Considéré subjectivement, l’idéal de l’activité, ce qui doit être fait, c’est la vertu : pris objectivement, c’est le devoir, ou l’honnête. Le mot devoir exprime la conduite particulière, déterminée, que nous devons tenir à l’égard de tel ou tel ; le mot honnête représente d’une manière générale à la fois la direction et le but que l’arétique impose à nos libres efforts, abstraction faite des circonstances et des personnes envers qui existe l’obligation.

Enfin, le troisième idéal, celui qui se rapporte à la nature de l’homme en tant qu’il a besoin, c’est la notion du bien. Plus important que le premier, ce troisième idéal ne l’est pas moins que le second ; en un sens, il l’est même plus, car il ne présente pas comme les deux autres, un caractère d’appropriation individuelle. « L’homme ne peut sentir que ses propres sentiments, et il ne peut agir qu’avec ses propres pouvoirs ; mais le besoin, qui est le stimulant de l’action, son intelligence lui en révèle l’existence, en dehors de lui-même aussi bien qu’en lui-même ; à ce point de vue, l’idéal du bien est le plus noble et le plus grand de tous. »

Cet idéal du bien embrasse à la fois l’arétique et l’eudémonique, du moins en tant que l’eudémonique combine la notion de devoir avec celle de plaisir, et considère telle sorte de bonheur comme spécifiquement supérieure à telle autre.

Les idéaux que considère la philosophie morale sont, en un sens, des conceptions de l’imagination, car, nous l’avons vu, ils expriment une sorte de non-existence dont la réalisation est représentée comme désirable ; ils sont donc des anticipations de l’imagination. Mais ils sont quelque chose de plus. Chacun se forme en imagination des objets qu’il donne pour buts à son activité ; l’un rêve de bâtir une église, l’autre, de faire sa fortune, Alexandre, de conquérir le monde, Christophe Colomb, d’atteindre le Cathay à travers l’Océan, celui-ci, de travailler au plus grand bonheur du plus grand nombre, celui-là d’agir en sorte que le remords ne vienne jamais troubler sa conscience.
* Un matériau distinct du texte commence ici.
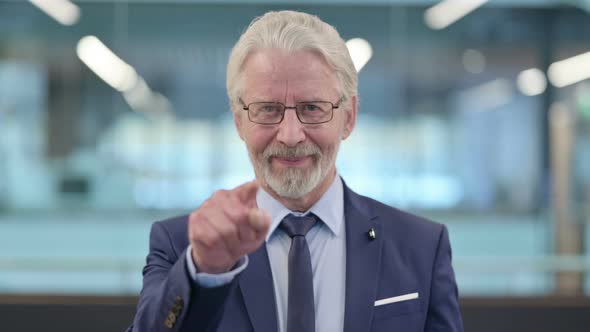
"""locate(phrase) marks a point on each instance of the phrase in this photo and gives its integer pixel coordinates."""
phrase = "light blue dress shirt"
(327, 246)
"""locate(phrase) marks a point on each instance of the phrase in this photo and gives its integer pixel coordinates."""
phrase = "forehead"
(272, 73)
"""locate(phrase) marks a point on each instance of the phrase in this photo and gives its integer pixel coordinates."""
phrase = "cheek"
(258, 139)
(326, 138)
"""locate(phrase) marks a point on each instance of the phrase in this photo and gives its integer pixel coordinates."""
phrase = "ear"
(238, 122)
(350, 118)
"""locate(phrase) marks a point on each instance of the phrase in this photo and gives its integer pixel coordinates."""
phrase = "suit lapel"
(257, 288)
(363, 258)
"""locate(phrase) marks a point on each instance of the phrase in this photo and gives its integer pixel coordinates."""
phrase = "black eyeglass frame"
(285, 108)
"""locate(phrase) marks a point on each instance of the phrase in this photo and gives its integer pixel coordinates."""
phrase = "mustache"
(282, 151)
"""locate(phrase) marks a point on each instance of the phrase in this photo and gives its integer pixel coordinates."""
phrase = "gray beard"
(294, 182)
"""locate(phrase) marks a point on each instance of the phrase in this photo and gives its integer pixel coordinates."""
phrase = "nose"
(290, 130)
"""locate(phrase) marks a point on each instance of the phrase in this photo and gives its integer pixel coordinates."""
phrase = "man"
(296, 250)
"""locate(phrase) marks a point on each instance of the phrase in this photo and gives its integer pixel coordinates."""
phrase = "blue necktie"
(301, 308)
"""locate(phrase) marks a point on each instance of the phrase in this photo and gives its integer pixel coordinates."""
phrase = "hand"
(227, 227)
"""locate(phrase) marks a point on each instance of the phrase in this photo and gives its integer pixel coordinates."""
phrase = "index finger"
(246, 192)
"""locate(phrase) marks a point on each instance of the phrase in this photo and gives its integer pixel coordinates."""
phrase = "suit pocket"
(398, 308)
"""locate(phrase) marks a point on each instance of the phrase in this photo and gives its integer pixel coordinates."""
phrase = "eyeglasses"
(308, 112)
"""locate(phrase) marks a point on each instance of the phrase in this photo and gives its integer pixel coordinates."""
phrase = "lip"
(292, 162)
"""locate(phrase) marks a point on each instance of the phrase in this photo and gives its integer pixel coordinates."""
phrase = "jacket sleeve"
(170, 300)
(443, 308)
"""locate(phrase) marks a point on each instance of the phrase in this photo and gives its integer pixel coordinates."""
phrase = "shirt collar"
(329, 208)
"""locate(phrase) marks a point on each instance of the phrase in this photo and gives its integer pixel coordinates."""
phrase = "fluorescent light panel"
(448, 12)
(105, 64)
(360, 51)
(531, 82)
(63, 11)
(570, 71)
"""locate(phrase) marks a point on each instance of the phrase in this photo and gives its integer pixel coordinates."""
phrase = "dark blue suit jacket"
(409, 255)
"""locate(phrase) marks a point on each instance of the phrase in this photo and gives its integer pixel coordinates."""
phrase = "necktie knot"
(298, 226)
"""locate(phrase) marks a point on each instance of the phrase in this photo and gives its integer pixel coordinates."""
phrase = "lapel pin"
(372, 234)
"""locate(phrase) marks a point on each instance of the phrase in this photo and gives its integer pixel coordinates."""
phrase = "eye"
(267, 108)
(310, 107)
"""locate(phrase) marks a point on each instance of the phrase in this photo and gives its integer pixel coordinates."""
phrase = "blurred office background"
(113, 114)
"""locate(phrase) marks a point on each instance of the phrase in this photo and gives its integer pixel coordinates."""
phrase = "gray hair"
(292, 31)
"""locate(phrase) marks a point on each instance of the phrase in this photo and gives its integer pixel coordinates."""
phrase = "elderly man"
(296, 250)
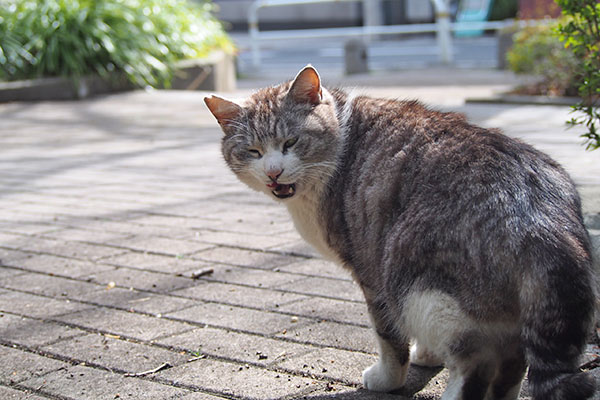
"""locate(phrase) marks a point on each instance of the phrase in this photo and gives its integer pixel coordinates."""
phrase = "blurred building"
(325, 15)
(537, 9)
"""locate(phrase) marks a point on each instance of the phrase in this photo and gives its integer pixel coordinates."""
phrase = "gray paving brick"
(12, 257)
(14, 394)
(36, 306)
(335, 335)
(86, 235)
(244, 258)
(341, 289)
(143, 280)
(154, 262)
(46, 285)
(163, 245)
(240, 295)
(78, 250)
(250, 276)
(317, 267)
(258, 242)
(238, 380)
(80, 382)
(115, 354)
(124, 323)
(134, 300)
(240, 347)
(18, 365)
(330, 309)
(32, 332)
(238, 318)
(328, 363)
(61, 266)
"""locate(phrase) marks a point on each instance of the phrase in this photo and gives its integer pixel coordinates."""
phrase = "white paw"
(423, 358)
(378, 378)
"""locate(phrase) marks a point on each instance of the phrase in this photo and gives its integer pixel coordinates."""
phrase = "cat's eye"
(289, 143)
(255, 153)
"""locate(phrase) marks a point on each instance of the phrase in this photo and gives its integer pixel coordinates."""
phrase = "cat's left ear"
(306, 87)
(225, 111)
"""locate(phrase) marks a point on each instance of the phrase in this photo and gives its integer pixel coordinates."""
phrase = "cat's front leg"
(421, 356)
(390, 371)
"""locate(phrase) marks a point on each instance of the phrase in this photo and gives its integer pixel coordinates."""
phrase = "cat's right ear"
(225, 111)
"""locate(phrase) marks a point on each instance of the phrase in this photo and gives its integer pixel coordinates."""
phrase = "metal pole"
(253, 29)
(444, 37)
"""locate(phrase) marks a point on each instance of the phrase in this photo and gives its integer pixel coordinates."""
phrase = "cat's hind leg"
(390, 371)
(507, 383)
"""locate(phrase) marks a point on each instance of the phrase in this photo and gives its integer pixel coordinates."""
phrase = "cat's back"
(436, 189)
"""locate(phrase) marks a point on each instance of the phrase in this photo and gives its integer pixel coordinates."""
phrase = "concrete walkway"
(135, 265)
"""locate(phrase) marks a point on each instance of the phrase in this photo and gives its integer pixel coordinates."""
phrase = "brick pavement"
(110, 206)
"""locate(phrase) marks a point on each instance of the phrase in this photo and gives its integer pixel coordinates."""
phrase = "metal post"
(444, 37)
(372, 16)
(253, 29)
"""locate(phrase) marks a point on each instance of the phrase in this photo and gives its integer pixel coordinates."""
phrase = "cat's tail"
(558, 304)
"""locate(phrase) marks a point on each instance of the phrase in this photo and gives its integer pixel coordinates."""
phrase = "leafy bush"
(581, 35)
(142, 38)
(537, 50)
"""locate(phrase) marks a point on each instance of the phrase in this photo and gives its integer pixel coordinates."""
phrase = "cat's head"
(283, 140)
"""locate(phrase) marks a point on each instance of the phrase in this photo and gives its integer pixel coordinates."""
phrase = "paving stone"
(330, 309)
(240, 347)
(238, 318)
(78, 250)
(18, 365)
(124, 323)
(86, 235)
(14, 394)
(317, 267)
(12, 257)
(240, 295)
(328, 363)
(250, 276)
(32, 332)
(341, 289)
(134, 300)
(115, 354)
(154, 262)
(37, 306)
(80, 382)
(46, 285)
(163, 245)
(13, 241)
(334, 334)
(258, 242)
(62, 266)
(237, 380)
(143, 280)
(243, 258)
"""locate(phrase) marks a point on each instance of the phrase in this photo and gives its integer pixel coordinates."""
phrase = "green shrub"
(581, 35)
(142, 38)
(537, 50)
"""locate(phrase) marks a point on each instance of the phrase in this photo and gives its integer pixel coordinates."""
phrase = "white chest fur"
(304, 212)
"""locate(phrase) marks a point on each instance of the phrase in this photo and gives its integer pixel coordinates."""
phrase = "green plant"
(537, 50)
(142, 38)
(581, 35)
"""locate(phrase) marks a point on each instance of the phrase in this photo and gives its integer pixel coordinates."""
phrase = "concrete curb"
(213, 73)
(525, 99)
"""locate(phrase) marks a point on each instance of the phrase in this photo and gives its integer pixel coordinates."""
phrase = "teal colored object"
(472, 11)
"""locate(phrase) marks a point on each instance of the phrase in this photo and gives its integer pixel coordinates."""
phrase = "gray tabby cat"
(465, 242)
Ce sont là, si l’on veut, autant d’idéaux, mais de nature fort diverse. Les uns sont conçus comme devant également s’imposer à tous les hommes. Alexandre, Colomb, ne pouvaient penser que chacun dût, à leur exemple, tenter la conquête du monde ou la découverte de la route des Indes par l’Occident, mais Bentham se refuse à croire, et avec raison, que le plus grand bonheur du plus grand nombre n’apparaisse pas à tous les esprits comme le but le plus désirable et le plus élevé.